Good enough until it gets better
No one should expect that simultaneously making a favorite dish while chatting on Zoom with a faraway relative is as good as a kitchen full of family, or that texting pictures of a pie is as good as sitting down together to eat it.
“We want to see [holiday traditions] for what they are — they’re symbolic. They’re a gesture. It’s not going to be like normal. It’s a placeholder until we can do things safely again,” says Covey. These symbolic rituals that honor our past traditions are not as good as what we did before the pandemic, or what we will do after it. But they can be good enough for now.
Quarantine-good holidays may be a bit of a hard sell to the kids, who can be even more attached to traditions than adults. Covey says the TV show “Nailed It,” in which amateur bakers are set up to fail, with hilarious results, is an excellent model for approaching the holidays this year.
“I think the best way is to be lighthearted and use humor,” says Covey. If parents model a can-do attitude and laugh at the inevitable absurdities of a socially distant holiday, kids will follow suit.
Of course, when so many treasured experiences are out of reach, it’s natural to feel disappointment and even grief some of the time. But remaining hung up on high expectations or mired in grief makes it impossible to fulfill a parent’s role of leading the way to a good-enough holiday season during a hard time. For some parents, especially single parents, those who are out of work or those who have lost loved ones to the virus, approaching the holidays with humor and joy may be too tall an order.

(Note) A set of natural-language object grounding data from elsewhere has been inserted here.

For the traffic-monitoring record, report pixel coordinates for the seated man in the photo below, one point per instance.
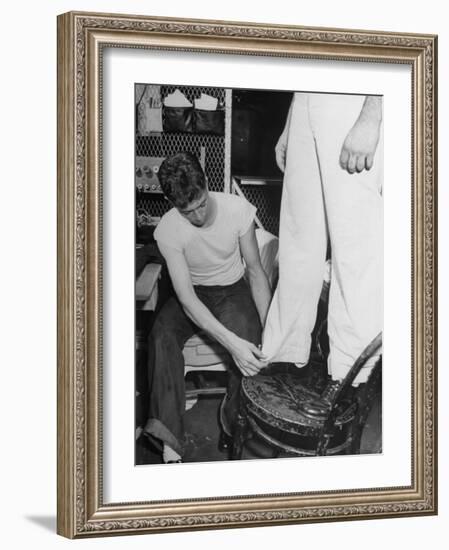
(203, 239)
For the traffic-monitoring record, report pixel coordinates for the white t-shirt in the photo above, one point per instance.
(212, 253)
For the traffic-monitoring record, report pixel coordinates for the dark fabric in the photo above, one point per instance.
(234, 307)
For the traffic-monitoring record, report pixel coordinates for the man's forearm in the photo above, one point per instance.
(371, 108)
(261, 292)
(205, 320)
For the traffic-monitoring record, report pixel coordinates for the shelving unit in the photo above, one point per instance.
(212, 148)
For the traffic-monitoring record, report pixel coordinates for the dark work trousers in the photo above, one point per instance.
(234, 307)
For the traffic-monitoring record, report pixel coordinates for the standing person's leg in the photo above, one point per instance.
(170, 331)
(302, 246)
(354, 210)
(234, 307)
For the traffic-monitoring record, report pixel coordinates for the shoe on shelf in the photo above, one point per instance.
(319, 408)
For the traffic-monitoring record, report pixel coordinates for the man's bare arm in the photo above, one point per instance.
(246, 355)
(257, 278)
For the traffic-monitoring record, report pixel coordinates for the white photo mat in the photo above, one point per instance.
(122, 480)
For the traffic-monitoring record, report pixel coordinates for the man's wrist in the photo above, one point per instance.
(372, 108)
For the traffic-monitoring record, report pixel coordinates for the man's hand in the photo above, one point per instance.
(359, 147)
(248, 357)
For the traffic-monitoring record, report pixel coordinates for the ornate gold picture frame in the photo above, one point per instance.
(83, 510)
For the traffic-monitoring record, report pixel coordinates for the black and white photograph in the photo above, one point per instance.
(259, 275)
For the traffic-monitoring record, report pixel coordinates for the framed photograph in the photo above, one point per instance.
(247, 274)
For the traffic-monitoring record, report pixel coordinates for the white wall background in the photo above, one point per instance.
(28, 273)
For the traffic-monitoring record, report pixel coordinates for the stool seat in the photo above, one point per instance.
(275, 399)
(272, 407)
(272, 413)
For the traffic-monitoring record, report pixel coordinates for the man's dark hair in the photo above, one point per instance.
(182, 178)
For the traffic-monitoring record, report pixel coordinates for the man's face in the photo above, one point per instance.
(196, 211)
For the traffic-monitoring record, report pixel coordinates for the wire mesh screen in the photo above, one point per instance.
(267, 200)
(165, 144)
(208, 146)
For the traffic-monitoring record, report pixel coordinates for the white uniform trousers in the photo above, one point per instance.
(322, 201)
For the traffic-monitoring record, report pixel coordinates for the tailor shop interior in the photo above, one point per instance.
(233, 133)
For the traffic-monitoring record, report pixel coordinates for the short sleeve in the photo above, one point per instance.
(247, 215)
(168, 234)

“There are going to be people who aren’t able to do this, and those parents who are really struggling should reach out [for support],” says Covey. Whether it means talking to a therapist, a parent coach, support group, family or friends, some parents need more help to carry the family through the holidays. Getting help when you need it can make the difference between just surviving the holidays and enjoying a meaningful, good-enough holiday season.